Solving the current issues:
- Fat view models: We would be returning the data needed for a view in one query straight from a stored procedure. This means that our view models need only know one proxy to get its data. This meant that we don’t need to shape the data in the view model.
- Fat services: Our services are just facades over our command handlers. Each command handler deals with a single behaviour.
- Multiple data mapping: This is reduced. The results from our query store are mapped straight into a message object (DTO). We still need to map in the UI though.
- The queries are specific, we bring data only the data we need. Even before changing the query store to a denormalised tables we were seeing the benefits while stilling querying our relational database.
Beyond solving our current issues, the concept gave us some much more.
Planning the change
Before stating the move, I had to plan out many things. But first I have to present this to my team and get them to buy into the idea. I also needed to get the nod from management so I had to plan how the change was going to happen. I had to present the architecture and how we would move to it, while still delivering new features without knocking timescales into another year.
Most of the refactoring would be on the server side, so we could change the implementation for each service call. The calls you start with are important. We chose to get a tackle the lookup data and administration service calls changed first, knowing that parts of the domain and database would give us a good foundation moving forward.
So intercepting a single service call one by one seemed the best approach because the risk seems small and easy to revert. Doing the intercepting would be easy but driving out the CQRS based architecture was not, so we allowed a block of time to create the new databases and domain etc. We have to logically group the features to try and do a feature per sprint.

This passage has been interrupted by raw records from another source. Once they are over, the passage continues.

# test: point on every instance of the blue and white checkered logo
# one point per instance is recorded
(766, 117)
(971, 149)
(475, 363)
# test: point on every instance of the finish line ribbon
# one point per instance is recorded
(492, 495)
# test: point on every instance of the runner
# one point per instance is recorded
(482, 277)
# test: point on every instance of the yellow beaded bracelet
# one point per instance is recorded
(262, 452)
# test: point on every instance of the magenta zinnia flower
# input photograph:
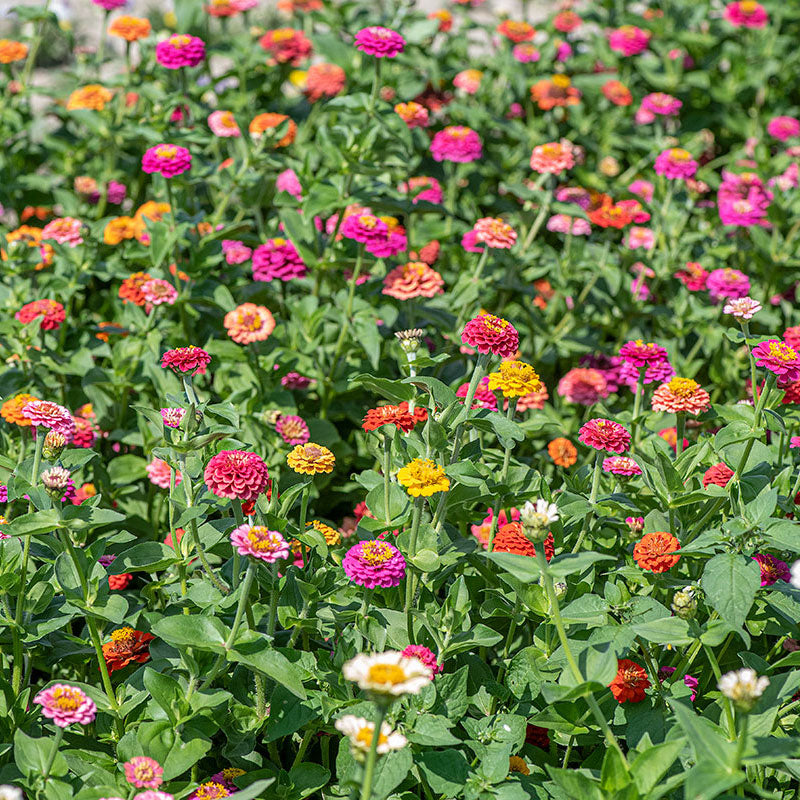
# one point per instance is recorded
(380, 42)
(490, 334)
(374, 563)
(456, 143)
(260, 542)
(66, 705)
(777, 357)
(236, 474)
(604, 434)
(191, 359)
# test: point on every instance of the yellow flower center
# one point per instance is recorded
(386, 674)
(683, 387)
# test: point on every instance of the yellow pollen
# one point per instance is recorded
(386, 674)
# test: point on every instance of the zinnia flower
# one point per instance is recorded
(66, 705)
(423, 477)
(190, 359)
(681, 396)
(603, 434)
(311, 459)
(127, 646)
(630, 682)
(654, 552)
(490, 334)
(260, 542)
(249, 323)
(374, 563)
(236, 474)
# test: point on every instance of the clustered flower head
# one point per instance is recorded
(260, 542)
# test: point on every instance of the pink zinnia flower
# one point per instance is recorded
(490, 334)
(292, 429)
(426, 656)
(191, 359)
(628, 40)
(144, 772)
(777, 357)
(236, 475)
(180, 50)
(621, 465)
(50, 415)
(772, 569)
(167, 159)
(260, 542)
(456, 143)
(66, 705)
(727, 283)
(747, 14)
(783, 128)
(235, 252)
(277, 259)
(495, 233)
(158, 472)
(374, 563)
(380, 42)
(287, 181)
(64, 230)
(676, 163)
(604, 434)
(223, 124)
(584, 386)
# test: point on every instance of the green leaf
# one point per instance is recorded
(730, 582)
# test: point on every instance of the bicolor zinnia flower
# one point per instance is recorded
(66, 705)
(191, 359)
(654, 552)
(604, 434)
(180, 50)
(423, 477)
(681, 396)
(127, 646)
(490, 334)
(630, 682)
(236, 474)
(374, 563)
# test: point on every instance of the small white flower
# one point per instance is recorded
(390, 673)
(742, 307)
(743, 687)
(360, 732)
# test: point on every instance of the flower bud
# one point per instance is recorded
(53, 446)
(684, 604)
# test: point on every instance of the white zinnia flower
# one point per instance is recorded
(360, 732)
(390, 673)
(743, 686)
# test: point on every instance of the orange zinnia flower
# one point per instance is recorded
(127, 646)
(629, 684)
(563, 452)
(655, 551)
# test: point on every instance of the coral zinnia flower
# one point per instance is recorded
(557, 91)
(423, 477)
(630, 682)
(681, 395)
(374, 563)
(511, 539)
(249, 323)
(127, 646)
(654, 551)
(236, 474)
(563, 452)
(515, 379)
(311, 459)
(399, 416)
(414, 279)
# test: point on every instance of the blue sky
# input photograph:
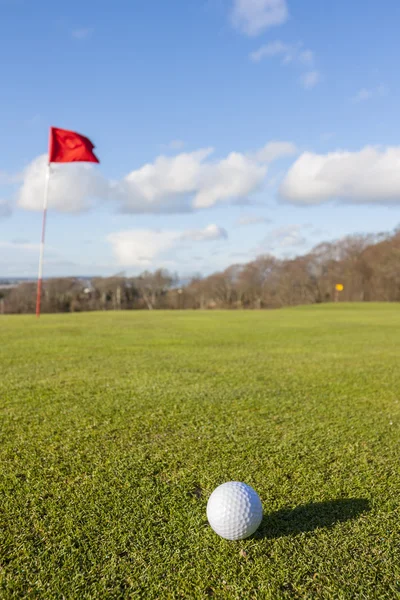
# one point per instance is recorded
(225, 129)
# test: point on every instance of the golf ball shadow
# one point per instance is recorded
(312, 516)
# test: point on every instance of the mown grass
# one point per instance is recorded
(115, 428)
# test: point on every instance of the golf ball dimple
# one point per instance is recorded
(234, 510)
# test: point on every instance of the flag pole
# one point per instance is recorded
(40, 273)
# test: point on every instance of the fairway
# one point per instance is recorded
(116, 427)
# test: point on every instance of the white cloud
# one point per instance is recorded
(274, 150)
(370, 176)
(73, 187)
(209, 233)
(176, 145)
(234, 177)
(82, 33)
(143, 247)
(190, 181)
(366, 94)
(252, 220)
(171, 184)
(310, 79)
(284, 238)
(254, 16)
(290, 54)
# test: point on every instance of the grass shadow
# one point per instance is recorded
(308, 517)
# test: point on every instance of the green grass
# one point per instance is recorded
(116, 427)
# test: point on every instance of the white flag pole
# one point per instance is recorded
(40, 274)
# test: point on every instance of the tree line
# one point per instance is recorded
(368, 267)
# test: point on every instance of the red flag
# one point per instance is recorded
(69, 146)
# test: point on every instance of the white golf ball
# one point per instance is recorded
(234, 510)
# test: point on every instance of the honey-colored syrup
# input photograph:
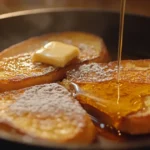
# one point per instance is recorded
(120, 43)
(103, 96)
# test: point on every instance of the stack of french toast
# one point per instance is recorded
(45, 102)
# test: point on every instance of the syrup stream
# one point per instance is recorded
(121, 29)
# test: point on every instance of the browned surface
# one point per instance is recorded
(129, 113)
(54, 128)
(19, 71)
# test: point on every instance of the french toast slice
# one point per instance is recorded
(126, 106)
(17, 70)
(46, 112)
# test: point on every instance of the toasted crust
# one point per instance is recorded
(17, 70)
(135, 74)
(57, 118)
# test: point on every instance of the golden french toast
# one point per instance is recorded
(125, 106)
(18, 71)
(46, 112)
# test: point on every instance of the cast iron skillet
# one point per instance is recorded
(32, 23)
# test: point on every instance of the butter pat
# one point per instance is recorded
(56, 53)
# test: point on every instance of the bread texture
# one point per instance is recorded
(98, 85)
(17, 70)
(47, 112)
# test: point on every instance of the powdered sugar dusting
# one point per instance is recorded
(48, 100)
(91, 72)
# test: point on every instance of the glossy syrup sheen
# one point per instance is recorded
(104, 97)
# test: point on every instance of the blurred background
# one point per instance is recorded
(141, 7)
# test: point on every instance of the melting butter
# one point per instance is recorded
(56, 53)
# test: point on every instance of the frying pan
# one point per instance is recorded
(19, 26)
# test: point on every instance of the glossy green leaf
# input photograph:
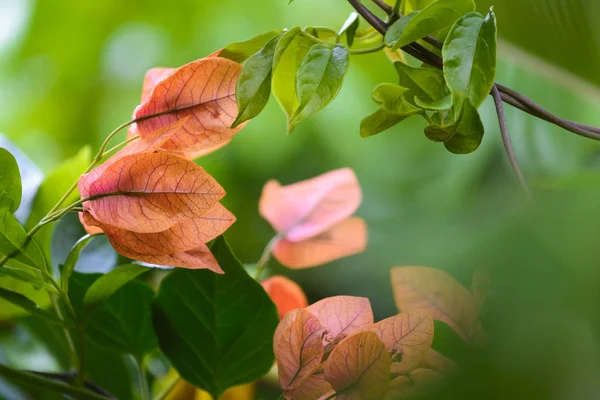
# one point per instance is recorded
(14, 242)
(424, 82)
(350, 27)
(121, 323)
(241, 51)
(435, 19)
(379, 121)
(254, 85)
(463, 136)
(51, 190)
(108, 284)
(290, 51)
(10, 181)
(470, 58)
(26, 304)
(449, 343)
(216, 330)
(319, 80)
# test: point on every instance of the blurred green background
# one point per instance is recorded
(70, 71)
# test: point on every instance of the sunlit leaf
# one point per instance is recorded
(342, 315)
(241, 51)
(435, 19)
(470, 58)
(310, 207)
(433, 290)
(344, 239)
(216, 330)
(358, 368)
(407, 336)
(319, 79)
(254, 84)
(285, 293)
(298, 348)
(10, 182)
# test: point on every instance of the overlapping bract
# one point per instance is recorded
(313, 218)
(334, 346)
(149, 199)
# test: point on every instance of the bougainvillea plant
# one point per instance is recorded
(180, 295)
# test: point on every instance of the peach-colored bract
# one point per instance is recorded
(285, 293)
(313, 219)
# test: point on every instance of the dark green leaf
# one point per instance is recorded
(424, 82)
(350, 27)
(449, 343)
(470, 58)
(254, 85)
(108, 284)
(216, 330)
(319, 80)
(122, 323)
(15, 243)
(26, 304)
(290, 51)
(435, 19)
(378, 122)
(10, 182)
(51, 190)
(241, 51)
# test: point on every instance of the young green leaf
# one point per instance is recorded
(14, 242)
(241, 51)
(108, 284)
(10, 182)
(122, 322)
(26, 304)
(319, 79)
(470, 58)
(254, 85)
(52, 189)
(435, 19)
(290, 51)
(216, 330)
(379, 121)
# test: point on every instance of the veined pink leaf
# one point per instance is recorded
(358, 368)
(203, 90)
(407, 336)
(298, 348)
(344, 239)
(308, 208)
(150, 192)
(342, 315)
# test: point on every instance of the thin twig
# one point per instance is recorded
(512, 157)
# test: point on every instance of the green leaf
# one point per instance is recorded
(463, 136)
(424, 82)
(122, 323)
(69, 265)
(216, 330)
(241, 51)
(15, 243)
(449, 343)
(10, 182)
(26, 304)
(290, 51)
(392, 99)
(254, 85)
(470, 58)
(379, 121)
(51, 190)
(350, 27)
(108, 284)
(435, 19)
(319, 80)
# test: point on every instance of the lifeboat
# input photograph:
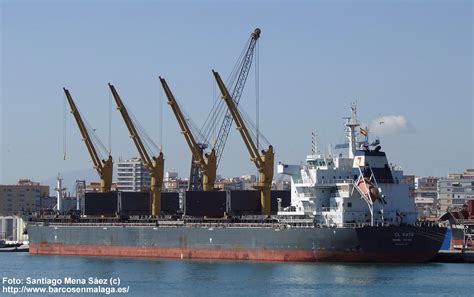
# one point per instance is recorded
(368, 189)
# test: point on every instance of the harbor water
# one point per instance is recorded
(157, 277)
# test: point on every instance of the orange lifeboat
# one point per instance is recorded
(368, 189)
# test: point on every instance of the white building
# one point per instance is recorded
(132, 176)
(455, 190)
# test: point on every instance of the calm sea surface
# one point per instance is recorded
(151, 277)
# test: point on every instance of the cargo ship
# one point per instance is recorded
(352, 208)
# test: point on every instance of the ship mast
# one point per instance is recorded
(351, 125)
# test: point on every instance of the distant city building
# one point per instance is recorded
(455, 190)
(24, 197)
(95, 186)
(175, 184)
(132, 176)
(171, 175)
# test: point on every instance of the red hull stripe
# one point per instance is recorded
(224, 254)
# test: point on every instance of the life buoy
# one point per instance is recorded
(367, 188)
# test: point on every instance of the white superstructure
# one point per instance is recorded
(361, 188)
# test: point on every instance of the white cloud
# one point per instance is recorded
(390, 124)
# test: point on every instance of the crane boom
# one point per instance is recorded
(103, 167)
(236, 93)
(206, 163)
(264, 161)
(155, 165)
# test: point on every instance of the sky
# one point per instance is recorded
(407, 64)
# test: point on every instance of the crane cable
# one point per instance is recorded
(64, 128)
(257, 92)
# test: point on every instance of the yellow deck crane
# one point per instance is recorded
(154, 165)
(104, 167)
(207, 163)
(263, 161)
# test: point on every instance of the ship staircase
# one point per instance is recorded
(369, 197)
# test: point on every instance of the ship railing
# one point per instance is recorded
(325, 209)
(326, 181)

Although we were planning to move to a new architecture, we still had to ensure that old database was updated and that the existing features still worked. We was not a big issue as we could listen to events coming though the event bus and update the old the database accordingly. This felt good, we were using a clear benefit of the new architecture to keep the old stuff in sync. Once we had the whole system moved over we would remove this bridge and the old database.
Hurdles that got in way
Although I planned this, things happen that you didn’t see coming.
During the beginning, I worked in isolation to craft out the implementation on a different branch, while the rest of the team carried out the normal daily development. I tried at various points, walk the team through the new architecture to bring up their levels of understanding. I say I tried, CQRS was new to them and they needed more exposure to really get it. The mistake I was not getting the team involved more frequently.
I got to point where I had to refactor the core domain and I could not pussy foot around it no longer, so i had to just go for it. I was blessed that the team got a fairly stable build out, to relieve pressure, so I had to merge my branch back into the main trunk. This was painful, I had been working on the branch for 3 months and allow I planned out what parts of the code base to work on, changes and conflicts still happened.
Once the code was merged, we tackled the core domain which took another 3 months. Progress was slow because I hard to educate the team and the team had to make mistakes as part of this learning. Our deadlines slipped the board needed to be updated, and this effected the marketing and product launch. This was caused by not educating the team in the beginning and not enough stakeholder management.
Standing in the light at the end of the tunnel
After 6 months hard work, the team and I managed to complete the refactoring. If I had to do it again (which I hope I do), I would have produced the software architecture description document and other documentation sooner and better stakeholder management.
Our product has massively benefitted from CQRS. Was it worth it? Absolutely.